The first one is pretty easy - just give the object a parent and it will be deleted when the parent is. It's also safe to delete it earlier either via
As for the second case - it's also pretty simple if you follow these rules.
- If you want to expose some object for inspection or modification make it explicit: return a pointer or pointer to const object (for read-only). Receiver should inspect/modify the object via that pointer and never care about ownership. This pointer should not be stored anywhere.
- If you want to pass ownership (e.g. a factory function producing an object) make it explicit: return a unique pointer, not a raw pointer. This way it's clear that the factory doesn't own the object and it is to be managed on the caller side.
- If you want to share ownership (e.g. a factory that manages its products) make it explicit: return a shared pointer. This way it is clear that the object will be deleted either by you or the factory, whoever is the last owner standing.
- If something passes you a raw pointer it's not yours. Inspect/modify it but don't store it as it may go away at any time
- If something passes you a unique pointer it means you are responsible for it. You decide when it will be deleted and how to expose it to others (raw, unique or shared)
- If something passes you a shared pointer it means it invites you to share it. You may do so or just use and discard. If you don't decide to engage in that sharing it's ok. It will be deleted by someone else.
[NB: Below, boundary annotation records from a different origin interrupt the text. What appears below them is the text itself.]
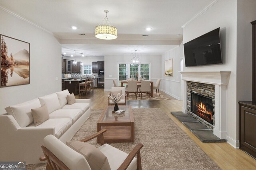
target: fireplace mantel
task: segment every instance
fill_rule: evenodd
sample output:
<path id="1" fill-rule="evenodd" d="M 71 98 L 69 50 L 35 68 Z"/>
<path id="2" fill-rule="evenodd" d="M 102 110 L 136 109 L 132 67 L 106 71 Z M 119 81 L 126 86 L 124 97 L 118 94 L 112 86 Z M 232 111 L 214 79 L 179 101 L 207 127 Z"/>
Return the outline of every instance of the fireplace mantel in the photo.
<path id="1" fill-rule="evenodd" d="M 184 80 L 227 86 L 231 71 L 180 71 Z"/>

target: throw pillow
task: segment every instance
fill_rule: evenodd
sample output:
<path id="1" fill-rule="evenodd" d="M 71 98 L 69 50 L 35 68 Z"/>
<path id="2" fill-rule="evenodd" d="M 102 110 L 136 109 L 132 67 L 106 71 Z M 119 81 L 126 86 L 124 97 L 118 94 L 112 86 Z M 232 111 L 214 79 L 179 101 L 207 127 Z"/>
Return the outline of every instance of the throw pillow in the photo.
<path id="1" fill-rule="evenodd" d="M 35 126 L 38 126 L 50 119 L 46 104 L 36 109 L 31 109 L 31 112 Z"/>
<path id="2" fill-rule="evenodd" d="M 68 103 L 68 101 L 67 101 L 67 95 L 70 94 L 69 93 L 68 90 L 67 89 L 62 91 L 61 92 L 56 92 L 56 94 L 57 94 L 58 98 L 59 99 L 59 101 L 60 102 L 60 107 L 62 107 Z"/>
<path id="3" fill-rule="evenodd" d="M 106 156 L 94 146 L 75 141 L 66 141 L 66 145 L 84 156 L 92 170 L 111 170 Z"/>
<path id="4" fill-rule="evenodd" d="M 46 105 L 49 114 L 58 109 L 60 109 L 60 105 L 56 93 L 38 98 L 41 106 Z"/>
<path id="5" fill-rule="evenodd" d="M 120 94 L 120 96 L 122 95 L 122 90 L 111 91 L 111 96 L 113 97 L 113 95 L 117 97 L 118 93 Z"/>
<path id="6" fill-rule="evenodd" d="M 72 104 L 76 103 L 76 98 L 74 93 L 72 93 L 71 94 L 67 95 L 67 100 L 68 104 Z"/>

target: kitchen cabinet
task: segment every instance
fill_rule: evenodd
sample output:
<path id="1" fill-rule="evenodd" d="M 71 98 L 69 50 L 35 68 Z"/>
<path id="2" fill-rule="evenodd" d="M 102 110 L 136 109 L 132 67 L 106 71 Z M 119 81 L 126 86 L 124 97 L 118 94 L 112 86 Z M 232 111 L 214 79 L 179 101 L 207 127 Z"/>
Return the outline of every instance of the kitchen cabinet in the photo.
<path id="1" fill-rule="evenodd" d="M 73 60 L 66 60 L 66 72 L 71 72 L 72 71 L 72 64 Z"/>
<path id="2" fill-rule="evenodd" d="M 63 58 L 61 62 L 61 72 L 66 72 L 66 60 L 63 60 Z"/>
<path id="3" fill-rule="evenodd" d="M 71 69 L 72 72 L 81 72 L 81 67 L 80 66 L 80 62 L 77 62 L 77 65 L 76 66 L 74 66 L 72 63 L 72 69 Z"/>
<path id="4" fill-rule="evenodd" d="M 92 65 L 92 72 L 98 72 L 99 69 L 98 67 L 98 62 L 93 62 Z"/>
<path id="5" fill-rule="evenodd" d="M 62 80 L 61 81 L 61 90 L 64 90 L 66 89 L 65 87 L 65 80 Z"/>
<path id="6" fill-rule="evenodd" d="M 98 67 L 99 69 L 104 69 L 104 61 L 98 61 Z"/>
<path id="7" fill-rule="evenodd" d="M 85 79 L 78 79 L 76 80 L 65 80 L 65 87 L 68 90 L 70 94 L 74 93 L 76 96 L 79 94 L 79 83 L 84 82 Z"/>
<path id="8" fill-rule="evenodd" d="M 256 102 L 238 103 L 239 149 L 256 159 Z"/>

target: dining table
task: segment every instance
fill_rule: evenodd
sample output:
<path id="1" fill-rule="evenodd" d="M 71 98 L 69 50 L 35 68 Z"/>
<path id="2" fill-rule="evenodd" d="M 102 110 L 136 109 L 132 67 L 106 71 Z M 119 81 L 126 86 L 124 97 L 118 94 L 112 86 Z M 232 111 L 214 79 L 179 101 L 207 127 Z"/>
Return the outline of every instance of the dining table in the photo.
<path id="1" fill-rule="evenodd" d="M 121 86 L 124 87 L 124 84 L 128 83 L 130 80 L 122 80 L 121 81 Z M 142 80 L 137 80 L 137 83 L 141 83 Z M 154 98 L 154 82 L 150 81 L 150 94 L 152 98 Z"/>

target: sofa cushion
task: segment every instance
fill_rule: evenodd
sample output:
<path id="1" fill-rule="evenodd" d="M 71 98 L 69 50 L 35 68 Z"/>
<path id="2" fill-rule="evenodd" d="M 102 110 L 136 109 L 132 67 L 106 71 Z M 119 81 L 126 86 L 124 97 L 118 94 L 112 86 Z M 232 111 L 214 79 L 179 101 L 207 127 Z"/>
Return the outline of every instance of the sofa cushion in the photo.
<path id="1" fill-rule="evenodd" d="M 41 107 L 38 98 L 5 108 L 7 114 L 12 115 L 21 127 L 25 127 L 33 122 L 31 109 Z"/>
<path id="2" fill-rule="evenodd" d="M 55 136 L 59 138 L 72 125 L 72 119 L 49 119 L 36 127 L 55 127 Z M 27 127 L 35 127 L 32 123 Z"/>
<path id="3" fill-rule="evenodd" d="M 84 156 L 92 170 L 111 170 L 107 157 L 95 147 L 75 141 L 67 141 L 66 144 Z"/>
<path id="4" fill-rule="evenodd" d="M 90 104 L 87 103 L 75 103 L 73 104 L 66 104 L 62 109 L 82 109 L 85 112 L 90 107 Z"/>
<path id="5" fill-rule="evenodd" d="M 36 109 L 31 109 L 31 112 L 36 126 L 50 119 L 47 107 L 45 104 Z"/>
<path id="6" fill-rule="evenodd" d="M 68 103 L 67 95 L 70 94 L 68 89 L 56 93 L 58 98 L 59 99 L 60 107 L 62 107 Z"/>
<path id="7" fill-rule="evenodd" d="M 108 158 L 112 170 L 117 169 L 128 156 L 128 154 L 109 145 L 104 144 L 98 148 Z M 137 169 L 137 159 L 133 158 L 126 170 Z"/>
<path id="8" fill-rule="evenodd" d="M 49 116 L 51 119 L 72 119 L 72 123 L 74 123 L 83 113 L 81 109 L 58 109 L 52 112 Z"/>
<path id="9" fill-rule="evenodd" d="M 67 95 L 67 100 L 68 104 L 72 104 L 76 103 L 76 98 L 73 93 L 71 94 Z"/>
<path id="10" fill-rule="evenodd" d="M 60 105 L 59 102 L 57 94 L 53 93 L 49 95 L 38 98 L 41 105 L 46 105 L 49 113 L 58 109 L 60 109 Z"/>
- If something passes you a shared pointer you may want to observe its lifetime but not own it. In that case get a weak pointer from it. the object is gonna be deleted by someone else and you'll be aware of it.
- if the param is read-only, i.e. you're not gonna modify it inside the function pass it by const reference (except for basic types like int or double that you can just pass by value). don't store it
- if the param is read-write then pass it by non-const reference. Don't store it
- if the param is unique or shared pointer it is the only case you should store it, either via shared or unique pointer.
- passing function params as pointers is worse for performance than passing references (const or not), as it prevents compiler from making important optimizations (nothing can be assumed about a raw pointer).
These are the general guidlines. You should rarely break them and only when you really really need to.
In the above I used terms like shared, unique, weak and raw pointer. I mean them in general terms that describe ownership, not just specific types like std::unique_ptr or QSharedPointer. For example a QPersistantModelIndex would be a case of weak pointer. Although its name does not explicitly say that.
Shared, unique, weak and raw ownership is associated with any type. You just need to interpret it.
Both inputs are highly appreciated. I understand better how, when and why should I choose pointers over refs. I'm still reading some stuff here and there on how to produce some good code.
Memory management has always been a doozy matter in C++ and i just can't get this Stroustrup quote out of my head : "C makes it easy to shoot yourself in the foot; C++ makes it harder, but when you do it blows your whole leg off. ".
Thanks again for replying so quickly, I will apply everything i've learned here on my work asap.